ORCFile in HDP 2: Better Compression, Better Performance
来源:互联网 发布:房地产中介软件源碼 编辑:程序博客网 时间:2024/05/20 17:07
The upcoming Hive 0.12 is set to bring some great new advancements in the storage layer in the forms of higher compression and better query performance.
Higher Compression
ORCFile was introduced in Hive 0.11 and offered excellent compression, delivered through a number of techniques including run-length encoding, dictionary encoding for strings and bitmap encoding.
This focus on efficiency leads to some impressive compression ratios. This picture shows the sizes of the TPC-DS dataset at Scale 500 in various encodings. This dataset contains randomly generated data including strings, floating point and integer data.
We’ve already seen customers whose clusters are maxed out from a storage perspective moving to ORCFile as a way to free up space while being 100% compatible with existing jobs.

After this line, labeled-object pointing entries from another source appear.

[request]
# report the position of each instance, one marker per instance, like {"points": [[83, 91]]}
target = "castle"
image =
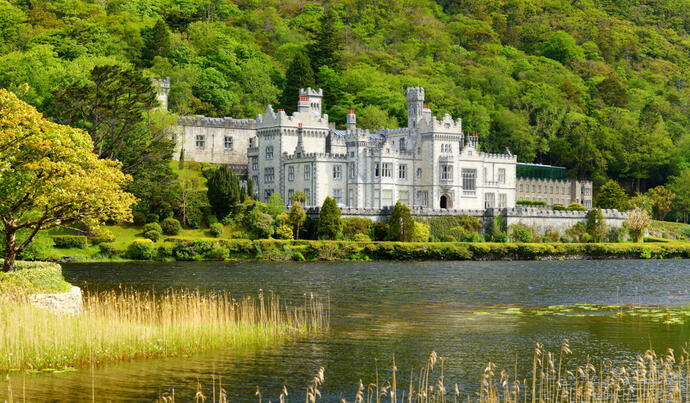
{"points": [[431, 165]]}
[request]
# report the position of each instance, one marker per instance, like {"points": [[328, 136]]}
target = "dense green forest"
{"points": [[600, 87]]}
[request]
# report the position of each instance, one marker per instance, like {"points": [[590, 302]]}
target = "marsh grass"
{"points": [[128, 324]]}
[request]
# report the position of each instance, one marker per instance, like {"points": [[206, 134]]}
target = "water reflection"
{"points": [[385, 308]]}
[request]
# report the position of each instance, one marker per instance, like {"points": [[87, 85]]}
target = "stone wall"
{"points": [[67, 303]]}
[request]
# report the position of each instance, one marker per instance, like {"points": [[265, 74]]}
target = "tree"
{"points": [[327, 44], [296, 217], [50, 177], [611, 195], [275, 205], [400, 223], [299, 75], [330, 224], [662, 200], [596, 225], [637, 222], [223, 191]]}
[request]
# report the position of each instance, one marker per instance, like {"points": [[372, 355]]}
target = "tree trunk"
{"points": [[10, 250]]}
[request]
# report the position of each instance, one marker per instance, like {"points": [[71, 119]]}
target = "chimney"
{"points": [[351, 120]]}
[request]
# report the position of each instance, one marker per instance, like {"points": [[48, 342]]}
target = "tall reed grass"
{"points": [[128, 324]]}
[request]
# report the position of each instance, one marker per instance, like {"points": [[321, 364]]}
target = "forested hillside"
{"points": [[601, 87]]}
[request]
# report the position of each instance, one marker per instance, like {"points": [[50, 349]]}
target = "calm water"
{"points": [[382, 308]]}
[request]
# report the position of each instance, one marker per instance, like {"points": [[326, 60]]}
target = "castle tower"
{"points": [[415, 106], [351, 120], [162, 87], [310, 101]]}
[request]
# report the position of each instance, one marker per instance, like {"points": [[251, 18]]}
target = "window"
{"points": [[386, 170], [200, 141], [422, 197], [338, 196], [446, 172], [402, 171], [489, 199], [469, 179], [386, 197], [404, 196], [268, 175]]}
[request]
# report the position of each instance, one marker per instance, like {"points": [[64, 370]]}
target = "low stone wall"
{"points": [[66, 303]]}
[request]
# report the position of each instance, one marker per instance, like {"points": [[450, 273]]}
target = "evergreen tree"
{"points": [[330, 224], [400, 223], [156, 42], [612, 195], [223, 191], [299, 75], [328, 42]]}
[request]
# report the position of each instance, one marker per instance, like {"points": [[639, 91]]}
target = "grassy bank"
{"points": [[131, 324]]}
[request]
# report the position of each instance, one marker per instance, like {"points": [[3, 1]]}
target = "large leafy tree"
{"points": [[49, 177], [223, 190]]}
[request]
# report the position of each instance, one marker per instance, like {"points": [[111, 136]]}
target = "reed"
{"points": [[129, 324]]}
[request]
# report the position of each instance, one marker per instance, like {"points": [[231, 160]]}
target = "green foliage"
{"points": [[217, 229], [612, 196], [70, 241], [141, 249], [400, 223], [330, 224], [223, 190], [171, 226]]}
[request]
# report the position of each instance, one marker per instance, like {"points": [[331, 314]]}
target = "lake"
{"points": [[383, 308]]}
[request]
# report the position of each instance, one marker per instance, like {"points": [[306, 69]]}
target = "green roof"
{"points": [[524, 170]]}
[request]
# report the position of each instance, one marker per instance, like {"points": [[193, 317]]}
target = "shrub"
{"points": [[154, 226], [139, 218], [356, 225], [141, 249], [361, 238], [108, 250], [576, 207], [70, 241], [153, 235], [218, 252], [102, 235], [520, 232], [171, 226], [217, 229], [284, 232]]}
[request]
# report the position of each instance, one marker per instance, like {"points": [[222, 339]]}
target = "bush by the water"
{"points": [[171, 226], [70, 241]]}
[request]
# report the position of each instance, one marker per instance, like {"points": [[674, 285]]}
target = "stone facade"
{"points": [[430, 164], [555, 191]]}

Data stored in ORCFile can be read or written through HCatalog, so any Pig or Map/Reduce process can play along seamlessly. Hive 12 builds on these impressive compression ratios and delivers deep integration at the Hive and execution layers to accelerate queries, both from the point of view of dealing with larger datasets and lower latencies.
Predicate Pushdown
SQL queries will generally have some number of WHERE conditions which can be used to easily eliminate rows from consideration. In older versions of Hive, rows are read out of the storage layer before being later eliminated by SQL processing. There’s a lot of wasteful overhead and Hive 12 optimizes this by allowing predicates to be pushed down and evaluated in the storage layer itself. It’s controlled by the setting hive.optimize.ppd=true
.
This requires a reader that is smart enough to understand the predicates. Fortunately ORC has had the corresponding improvements to allow predicates to be pushed into it, and takes advantages of its inline indexes to deliver performance benefits.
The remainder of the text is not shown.